Blast From the Past — Alcohol-Based Fuels From Automotives Early Years - Engine Builder Magazine

Blast From the Past — Alcohol-Based Fuels From Automotives Early Years

In the 1930s, new engines were being designed that would compress the fuel/air charge, resulting in a higher compression ratio. However, the greater the compression, the greater the engine knock, which lead to changes in automotive fuels offered in those days.

By Randy Rundle

With all of the current controversy about alcohol being added to gasoline, I thought it would be fun to take you back to the 1930s where an almost exact situation was taking place, and there were some big players involved.

After revolutionizing the auto industry with his electric self-starter,Charles Kettering (below) turned to another problem that he himself had a personal stake in.

Cadillac engineers were complaining that Kettering’s newly introduced self-starter and battery ignition system were making spark plugs misfire, causing engine knock in the cylinders.

However, Kettering suspected it was a problem with the gasoline. New engines were being designed that would compress the fuel/air charge, resulting in a higher compression ratio.

The result was more power from the fuel.
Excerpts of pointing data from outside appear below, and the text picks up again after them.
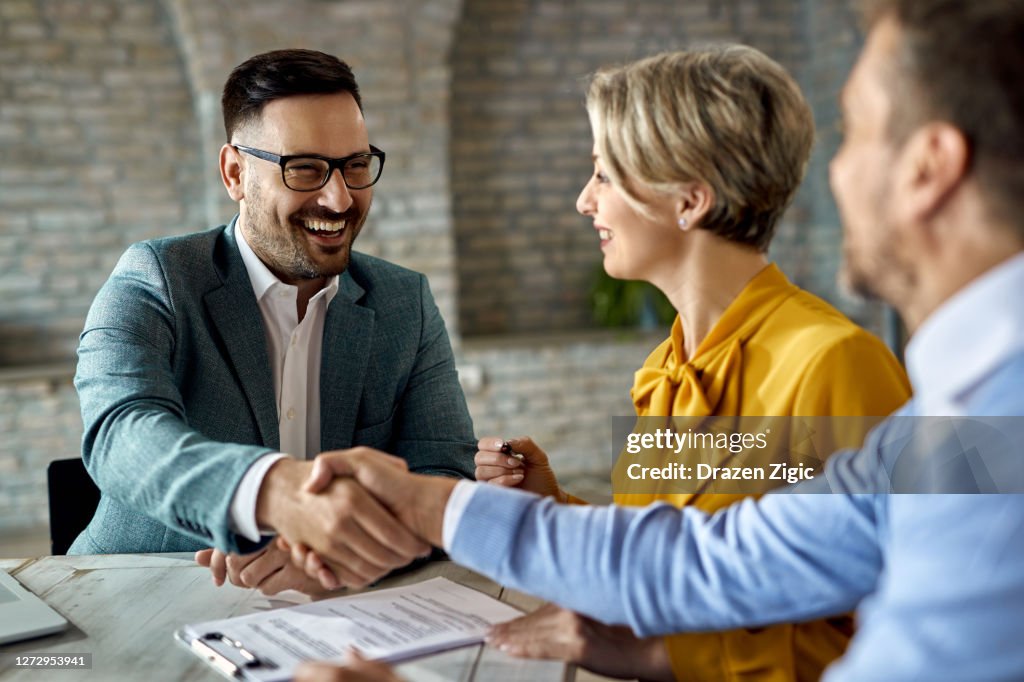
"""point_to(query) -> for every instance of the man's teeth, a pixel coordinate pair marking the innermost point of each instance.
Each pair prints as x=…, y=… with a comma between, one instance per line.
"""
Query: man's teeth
x=325, y=226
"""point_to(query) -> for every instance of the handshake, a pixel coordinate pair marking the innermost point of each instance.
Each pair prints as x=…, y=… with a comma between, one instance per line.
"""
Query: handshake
x=344, y=519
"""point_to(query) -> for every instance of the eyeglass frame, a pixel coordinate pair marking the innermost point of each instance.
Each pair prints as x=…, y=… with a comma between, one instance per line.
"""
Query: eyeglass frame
x=333, y=164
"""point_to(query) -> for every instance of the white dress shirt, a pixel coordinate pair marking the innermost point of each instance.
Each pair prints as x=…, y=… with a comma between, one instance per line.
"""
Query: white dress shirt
x=294, y=350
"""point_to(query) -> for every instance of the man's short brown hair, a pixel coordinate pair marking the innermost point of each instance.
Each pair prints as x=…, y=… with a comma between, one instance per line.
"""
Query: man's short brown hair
x=963, y=61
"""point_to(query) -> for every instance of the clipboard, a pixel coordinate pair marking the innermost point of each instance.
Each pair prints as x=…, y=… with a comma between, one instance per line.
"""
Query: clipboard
x=390, y=625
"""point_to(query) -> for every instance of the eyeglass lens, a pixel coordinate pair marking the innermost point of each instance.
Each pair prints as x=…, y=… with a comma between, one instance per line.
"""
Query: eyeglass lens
x=308, y=173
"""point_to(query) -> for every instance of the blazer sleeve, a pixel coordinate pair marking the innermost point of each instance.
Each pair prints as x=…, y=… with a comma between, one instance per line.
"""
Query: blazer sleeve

However, the greater the compression, the greater the engine knock, Kettering determined. The higher compression was causing the fuel to ignite before the spark. So…it was pre-ignition that was causing the knock.

The more efficient high-compression engines were necessary not only to make cars run faster, but also because the “experts” had determined in 1915, that the world’s oil supply would be depleted by 1940.

Many popular cars of the day, such as the Ford Model T, had low compression engines that used an adjustable carburetor and a mechanical spark advance that made it possible to switch from gasoline to alcohol to kerosene as needed.

Despite Henry Ford’s later support for alcohol fuel in the 1920s and 1930s, the only fuel the Ford Motor Company actually offered for sale was “Fordsol,” which was a mixture of benzene (from Ford ­factory coking operations) and regular gasoline.

Some early auto manufacturers, such as the Olds Gas Power Company, offered a simple mixer attachment for alcohol and claimed in their advertising that “under actual operating conditions… the fuel consumption per horsepower is about the same, pound for pound, whether using alcohol or gasoline.”

Kettering, who had become General Motor’s vice president of research and the president of the Society of Automotive Engineers (SAE), noted two directions in fuel research in a 1919 speech to the society.

There was, he said, a “strong move in the direction of blended fuels, with blends of up to 20% or more of benzene or alcohol added to gasoline; the other was a ‘low percentage’ additive, such as iodine, which was too expensive to be practical but points to the possibility of other additives…”

Kettering and his research assistant Thomas A. Midgley immediately began intense research into fuel additives using DELCO light plant generators, and World War I airplane engines as test subjects.

In a report on the war research committee, Midgley wrote: “Engineers have heretofore believed knocking to be the unavoidable result of too high a compression, and while the fact that (ethyl) alcohol did not knock at extremely high compressions was well known, it was (erroneously) attributed to its extremely high ignition point.”

Around 1920, Kettering came to believe that alcohol fuel from renewable resources would be the answer to the compression problem and the possibility of an oil shortage. “Ethanol (ethyl alcohol) never knocked, it could be produced by distilling waste vegetable material, and it was almost pollution-free.” (Remember, this is 1920.)

At Kettering’s urging, General Motors began to consider just what would be involved in a total switch from petroleum to alcohol fuel. One GM researcher determined that some 46% of all foodstuffs would have to be converted to alcohol to replace gasoline on a BTU-for-BTU basis.